Weird XML

I am trying to edit this XML file that I believe is not true xml…

I have used powershell in the past to edit xml files and delete nodes/etc… but this one I am a bit confused on…

Here is a little of what the XML sheet consist of…

I want it to delete the entry that consist of the description containing 8.1.1.1 in it.

If you could give me some direction where I could run with it… I would greatly appreciate it.

So, we don’t use the [code] tag; it’s an HTML PRE tag. But, XML in particular - because browsers see it as HTML - doesn’t render well in the forums. Make a Gist out of your XML, and then paste the Gist URL here, and we’ll display it properly. There’s a link to Gist right above the reply textbox, and it just uses your GitHub account.
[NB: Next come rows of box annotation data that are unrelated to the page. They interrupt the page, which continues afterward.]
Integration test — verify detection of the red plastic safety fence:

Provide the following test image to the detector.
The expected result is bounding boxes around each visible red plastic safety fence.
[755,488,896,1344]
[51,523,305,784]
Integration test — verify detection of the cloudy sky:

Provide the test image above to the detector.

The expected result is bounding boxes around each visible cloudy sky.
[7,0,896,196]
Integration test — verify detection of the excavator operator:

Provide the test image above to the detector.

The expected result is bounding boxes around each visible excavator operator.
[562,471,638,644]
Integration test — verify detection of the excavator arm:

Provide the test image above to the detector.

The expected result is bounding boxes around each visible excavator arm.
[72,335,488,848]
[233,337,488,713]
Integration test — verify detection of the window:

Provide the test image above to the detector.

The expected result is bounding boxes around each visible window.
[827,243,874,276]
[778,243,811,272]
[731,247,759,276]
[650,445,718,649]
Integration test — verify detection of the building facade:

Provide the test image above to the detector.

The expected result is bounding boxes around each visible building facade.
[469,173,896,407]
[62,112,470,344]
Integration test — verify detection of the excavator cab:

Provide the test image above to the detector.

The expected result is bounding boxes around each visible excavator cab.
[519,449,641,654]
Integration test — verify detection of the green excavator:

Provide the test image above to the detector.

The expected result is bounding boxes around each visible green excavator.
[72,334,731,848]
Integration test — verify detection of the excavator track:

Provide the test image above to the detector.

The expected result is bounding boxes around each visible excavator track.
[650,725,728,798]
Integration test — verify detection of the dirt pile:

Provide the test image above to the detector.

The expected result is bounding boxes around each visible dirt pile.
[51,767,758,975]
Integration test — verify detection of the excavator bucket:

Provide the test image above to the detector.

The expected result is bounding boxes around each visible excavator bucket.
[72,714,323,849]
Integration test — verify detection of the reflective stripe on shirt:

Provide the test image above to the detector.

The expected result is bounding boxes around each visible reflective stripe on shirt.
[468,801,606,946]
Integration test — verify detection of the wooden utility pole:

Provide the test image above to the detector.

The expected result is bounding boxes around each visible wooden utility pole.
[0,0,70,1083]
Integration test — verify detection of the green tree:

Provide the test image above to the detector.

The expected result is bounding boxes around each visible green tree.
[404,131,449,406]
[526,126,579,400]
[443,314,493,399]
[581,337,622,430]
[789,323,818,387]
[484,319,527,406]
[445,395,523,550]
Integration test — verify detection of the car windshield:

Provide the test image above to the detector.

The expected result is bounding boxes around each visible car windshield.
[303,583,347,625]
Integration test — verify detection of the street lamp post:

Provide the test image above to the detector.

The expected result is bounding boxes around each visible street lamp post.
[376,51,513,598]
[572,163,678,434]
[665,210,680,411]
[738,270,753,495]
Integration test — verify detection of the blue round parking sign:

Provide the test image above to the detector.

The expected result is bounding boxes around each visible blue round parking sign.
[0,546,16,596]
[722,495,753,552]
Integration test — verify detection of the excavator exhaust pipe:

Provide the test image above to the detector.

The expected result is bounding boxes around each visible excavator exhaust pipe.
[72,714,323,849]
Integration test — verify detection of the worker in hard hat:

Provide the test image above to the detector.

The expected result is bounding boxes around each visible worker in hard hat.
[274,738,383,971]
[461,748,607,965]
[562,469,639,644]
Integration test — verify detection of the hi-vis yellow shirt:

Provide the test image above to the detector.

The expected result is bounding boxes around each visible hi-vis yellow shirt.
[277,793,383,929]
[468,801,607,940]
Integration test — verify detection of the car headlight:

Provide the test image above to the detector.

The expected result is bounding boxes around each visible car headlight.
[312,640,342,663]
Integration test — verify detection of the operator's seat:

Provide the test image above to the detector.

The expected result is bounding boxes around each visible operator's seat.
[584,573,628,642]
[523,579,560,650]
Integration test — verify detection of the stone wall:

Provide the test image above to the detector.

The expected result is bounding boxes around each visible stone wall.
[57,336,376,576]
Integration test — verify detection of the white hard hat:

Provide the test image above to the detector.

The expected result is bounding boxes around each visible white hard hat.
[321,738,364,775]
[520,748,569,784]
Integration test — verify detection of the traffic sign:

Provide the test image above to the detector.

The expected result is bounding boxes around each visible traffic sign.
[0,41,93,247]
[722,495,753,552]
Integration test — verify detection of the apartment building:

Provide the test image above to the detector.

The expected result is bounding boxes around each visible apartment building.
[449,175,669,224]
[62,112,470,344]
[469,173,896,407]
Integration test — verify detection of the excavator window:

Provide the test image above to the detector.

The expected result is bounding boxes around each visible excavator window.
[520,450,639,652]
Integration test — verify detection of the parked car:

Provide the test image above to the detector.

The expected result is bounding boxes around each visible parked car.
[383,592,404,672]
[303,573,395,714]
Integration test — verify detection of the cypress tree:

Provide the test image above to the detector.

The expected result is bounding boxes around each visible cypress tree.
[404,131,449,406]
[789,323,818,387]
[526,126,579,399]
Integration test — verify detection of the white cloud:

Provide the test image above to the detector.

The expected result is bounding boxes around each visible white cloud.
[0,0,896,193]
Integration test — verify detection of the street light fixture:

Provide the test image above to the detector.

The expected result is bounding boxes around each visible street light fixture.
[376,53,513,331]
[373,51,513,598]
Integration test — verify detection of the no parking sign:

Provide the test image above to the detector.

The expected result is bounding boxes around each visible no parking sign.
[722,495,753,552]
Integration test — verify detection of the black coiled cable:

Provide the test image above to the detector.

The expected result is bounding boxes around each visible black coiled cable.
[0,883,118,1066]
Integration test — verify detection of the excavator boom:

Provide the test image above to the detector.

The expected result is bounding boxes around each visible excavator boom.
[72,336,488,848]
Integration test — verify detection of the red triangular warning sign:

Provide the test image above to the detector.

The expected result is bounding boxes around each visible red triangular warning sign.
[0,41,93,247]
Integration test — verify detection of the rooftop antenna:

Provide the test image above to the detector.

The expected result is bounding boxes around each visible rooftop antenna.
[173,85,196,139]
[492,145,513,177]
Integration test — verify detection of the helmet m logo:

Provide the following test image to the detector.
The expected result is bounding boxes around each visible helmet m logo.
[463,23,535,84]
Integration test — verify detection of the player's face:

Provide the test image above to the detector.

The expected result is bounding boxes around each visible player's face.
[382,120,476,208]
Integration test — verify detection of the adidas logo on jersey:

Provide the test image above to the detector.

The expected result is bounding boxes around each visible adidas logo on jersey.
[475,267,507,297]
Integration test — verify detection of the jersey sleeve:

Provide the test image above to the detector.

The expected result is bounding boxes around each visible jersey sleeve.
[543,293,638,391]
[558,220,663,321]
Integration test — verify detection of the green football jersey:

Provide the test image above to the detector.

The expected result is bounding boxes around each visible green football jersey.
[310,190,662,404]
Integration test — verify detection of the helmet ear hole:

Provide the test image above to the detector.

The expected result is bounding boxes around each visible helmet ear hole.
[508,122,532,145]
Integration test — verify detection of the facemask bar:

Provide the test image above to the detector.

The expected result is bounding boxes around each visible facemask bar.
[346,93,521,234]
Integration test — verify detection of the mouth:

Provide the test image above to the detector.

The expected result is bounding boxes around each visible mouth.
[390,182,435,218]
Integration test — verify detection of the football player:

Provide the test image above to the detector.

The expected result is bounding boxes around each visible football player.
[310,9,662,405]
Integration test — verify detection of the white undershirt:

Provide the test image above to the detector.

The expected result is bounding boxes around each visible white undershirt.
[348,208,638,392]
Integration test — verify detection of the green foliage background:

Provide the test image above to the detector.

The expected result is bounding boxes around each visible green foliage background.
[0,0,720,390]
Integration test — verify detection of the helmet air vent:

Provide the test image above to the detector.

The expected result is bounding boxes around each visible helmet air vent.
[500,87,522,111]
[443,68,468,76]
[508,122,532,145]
thanks for the heads up Don… I fixed it.

So, that is “valid” XML, but it isn’t especially well designed. All PowerShell is going to let you do easily is get to the custom_item elements. From there, it’s just going to see the contents alone undifferentiated string. That means probably using a -replace operator to replace the text with an empty string. Honestly, I’m not even sure it’s worth treating this as XML, given what you want to do. It might be easier to use Get-Content to read it line by line, and just replace what you want, and then output it to a new file.

if I read it line by line… how would I delete the entire record of “Custom_Item” that contains 8.1.1.1 in the description… seems kind of hard to do…

Well, it’s not a “record,” it’s a line of text, right? So, while this isn’t the exact code you’ll need, it’s maybe the basic logic.

Get-Content input.xml |
ForEach-Object {
  if ($_ -like '*Custom_Item*') {
    $_ -replace 'Custom Item','Noncustom Item'
  }
} | Out-File output.xml

So, read each line. For each line, see if the line contains the search text. If it does, replace the search text with something else (maybe you’d use a blank string?). Let the output fall through to a new file.

Sorry if I am not explaining this right… but if you were to look back at the xml code it has

Custom_item (in xml form)
system : linux
description : 8.1.1.1
(close)Custom_item (in xml form)
Custom_item (in xml form)
system : linux
description : 8.1.1.2
(close)Custom_item (in xml form)
Custom_item (in xml form)
system : linux
description : 8.1.1.1
(close)Custom_item (in xml form)

after running the script it should look like

Custom_item (in xml form)
system : linux
description : 8.1.1.2
(close)Custom_item (in xml form)

the entire record was deleted… I don’t want to delete just “custom_item” nor do I want to delete just “description”… the entire entry should be deleted. containing custom_item, description, system, etc… if description contains 8.1.1.1

Oh. No, I wasn’t getting that. Yeah, that’s harder. Honestly, I’d basically have to write a parser for you that read in the file, looked for section beginnings, stashed the whole section in a variable, analyzed it, and output it if it wasn’t to be deleted. Not technically difficult, but it’s not something I’m going to be able to do for you right here. Sorry :(.

Yeah… seems really hard… :frowning:

Well, “hard” depends on your experience with programming. I don’t think it’s technically hard at all; it’s just not something I can hack out for you in 1 minute.

Ill look it up… I have decent experience… this is nothing ive done before is all.

So think of it this way.

Read through the content line by line.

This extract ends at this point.